The father brought his son to Jesus’ disciples hoping that they could cure him. After many attempts the disciples resigned to the fact that they couldn’t do it.

At this point the father turned to Jesus and asked, “If you can do anything, take pity on us and help us.” Jesus said, “If you can? Everything is possible for one who believes.” To which the father responded, “I do believe; help me overcome my unbelief.”

I find this story encouraging for two reasons.

1. The disciples failed. I hate failing. Who doesn’t? There is nothing worse than being confronted with your own limitations and inadequacies. Whether in your job, relationships or in personal goals, failure always hurts. Especially after having had some success, failure can leave us deflated and questioning whether or not we should continue.

At this point in their ministry the disciples have a reputation for healing people. Earlier in Mark’s gospel Jesus gave them authority and power to drive evil spirits (Mark 6:7). And they’ve proven they can do it. But in this situation, they can’t and they’re confused by their failure.

As a pastor, sometimes I find myself believing I am not allowed to fail.  I’m supposed to have all the answers and always know what to do. Sometimes I find myself believing I’m supposed to lead with decisive courage and strength and never second guess a decision. But the truth is, if these guys who walked and talked with the living Christ didn’t always get it right, why should I think any different for myself?

The truth is, when I live and lead with the mentality that I can’t fail, I assume the belief that ministry success is about me and relies on me.
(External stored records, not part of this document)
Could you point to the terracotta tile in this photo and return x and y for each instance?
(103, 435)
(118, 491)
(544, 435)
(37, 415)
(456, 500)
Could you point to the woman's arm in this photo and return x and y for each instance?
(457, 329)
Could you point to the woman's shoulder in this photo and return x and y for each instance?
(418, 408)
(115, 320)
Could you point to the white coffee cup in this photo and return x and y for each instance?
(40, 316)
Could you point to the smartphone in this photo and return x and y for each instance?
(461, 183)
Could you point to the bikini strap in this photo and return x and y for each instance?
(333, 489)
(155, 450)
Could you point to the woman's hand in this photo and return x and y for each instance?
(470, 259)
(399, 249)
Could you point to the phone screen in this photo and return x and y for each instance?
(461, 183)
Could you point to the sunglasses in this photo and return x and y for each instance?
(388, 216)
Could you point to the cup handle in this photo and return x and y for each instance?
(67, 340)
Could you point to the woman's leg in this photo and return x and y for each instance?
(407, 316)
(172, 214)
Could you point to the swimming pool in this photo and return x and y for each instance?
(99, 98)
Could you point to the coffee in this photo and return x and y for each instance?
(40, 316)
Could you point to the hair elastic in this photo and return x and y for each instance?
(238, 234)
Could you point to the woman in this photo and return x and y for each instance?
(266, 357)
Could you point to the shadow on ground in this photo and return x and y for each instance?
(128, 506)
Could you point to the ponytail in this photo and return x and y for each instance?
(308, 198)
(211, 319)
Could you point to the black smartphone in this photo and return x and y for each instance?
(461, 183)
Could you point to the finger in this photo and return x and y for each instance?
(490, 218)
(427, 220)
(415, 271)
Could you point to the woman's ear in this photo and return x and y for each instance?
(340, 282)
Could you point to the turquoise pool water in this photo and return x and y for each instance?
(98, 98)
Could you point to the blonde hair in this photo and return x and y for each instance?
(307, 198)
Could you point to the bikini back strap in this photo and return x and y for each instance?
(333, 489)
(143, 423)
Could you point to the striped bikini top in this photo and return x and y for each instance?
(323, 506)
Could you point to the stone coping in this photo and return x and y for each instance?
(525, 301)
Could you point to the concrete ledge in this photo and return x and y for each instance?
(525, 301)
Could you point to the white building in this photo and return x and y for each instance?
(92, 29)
In a strange way, failure brings a measure of freedom when it causes us to throw ourselves at the feet of Jesus knowing that He can do the things we can’t.

2. The father doesn’t believe. The word that comes to mind when thinking about the father in this story is hopeless. After having cared for his needy son for years on end, I can imagine the father is worn out and overwhelmed. Knowing that Jesus’ disciple have a reputation and ability to heal, he probably experienced a measure of hope thinking things for he and his son could be different.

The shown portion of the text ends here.